The agenda, including the Thrive Exhibition, was carried out in the 70th Anniversary of the Republic of Indonesia-US Diplomatic Relations. According to Emil - greeting Ridwan Kamil, Project Thrive is a good example of sustainable development.
Because the project that was born from the collaboration of the Social Corporate Law Society (Socolas), Mongabay Indonesia (web site from the US), The Local Enablers (community from Unpad), IKA SKMA Jabar, and the West Java Provincial Forest Service can advance the local economy or MSME as well. preserving the forest area.
"This is a good example (of) sustainable development. There are environmental issues, forestry, then the inclusive community of villagers. This is an economy that can grow," Emil said.
Project Thrive itself cooperates with West Java social forestry business actors from 13 districts / cities. Through the Thrive Project, businesses can get training in the areas of business development, labeling and communication, as well as the legal aspects of Thrive partners.
For six months, five selected non-timber forest producing business groups have also conducted training, replication of experience, development of knowledge and expertise, as well as cross-generation collaboration with Thrive Trainers and Impact Entrepreneurs fostered by The Local Enablers.
Meanwhile, Emil said the United States government supported because the project involved environmental issues that had become global issues. Thus, green economic development including Project Thrive must be implemented throughout the world.
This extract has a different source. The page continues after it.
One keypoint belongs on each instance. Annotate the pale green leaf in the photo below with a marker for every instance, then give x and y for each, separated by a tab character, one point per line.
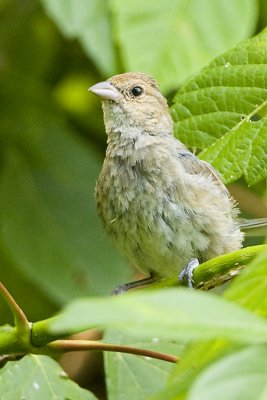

"If forests are sustainable, the planet is sustainable, if there is damage to our forests, we feel that the impact of losses is not only in Indonesia, but also other countries," Emil said.
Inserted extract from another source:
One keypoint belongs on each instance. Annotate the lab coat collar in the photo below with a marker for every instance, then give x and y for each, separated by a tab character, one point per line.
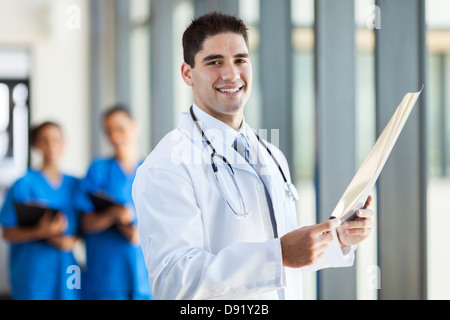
218	133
Even the five selected business groups producing non-timber forest products until now continue to strive so that the products and services offered can be excellent for West Java, Indonesia and the world. Some of the products and services raised include forest coffee, forest honey, mangroves, forest mushrooms, dried vegetable soup, and ecotourism.
The United States Deputy Ambassador to Indonesia Heather Variava meanwhile said, mutual cooperation, tolerance, and the power of unity in diversity are extraordinary things that are highly valued from Indonesia.
Moreover, 'Unity in Diversity' made Indonesia the third largest democracy in the world, one position below the United States as the world's second largest democracy.
Variava also praised West Java in various projects in the fields of sports, public health, workshops, also with universities for a number of research and cooperation in the field of education.
"In West Java, the United States is proud of the cooperation involving West Java residents as well as universities in various projects," Variava said.
Meanwhile, according to Project Thrive Chairman Gita Syahrani, the toughest challenges faced by micro entrepreneurs to achieve success include business models and financial plans, access to sales, and labeling.
"This collective effort will enable participants to access several networks during and after the project cycle," said Gita.
To that end, his party through the approach offered by the collective effort under Project Thrive also intends to improve the connectivity of micro entrepreneurs in the supply chain, in developing their business.
With this approach, more than 70 local micro entrepreneurs in West Java have been accompanied for five years, including several entrepreneurs who are able to do business in the scope of national, regional and global trade transactions.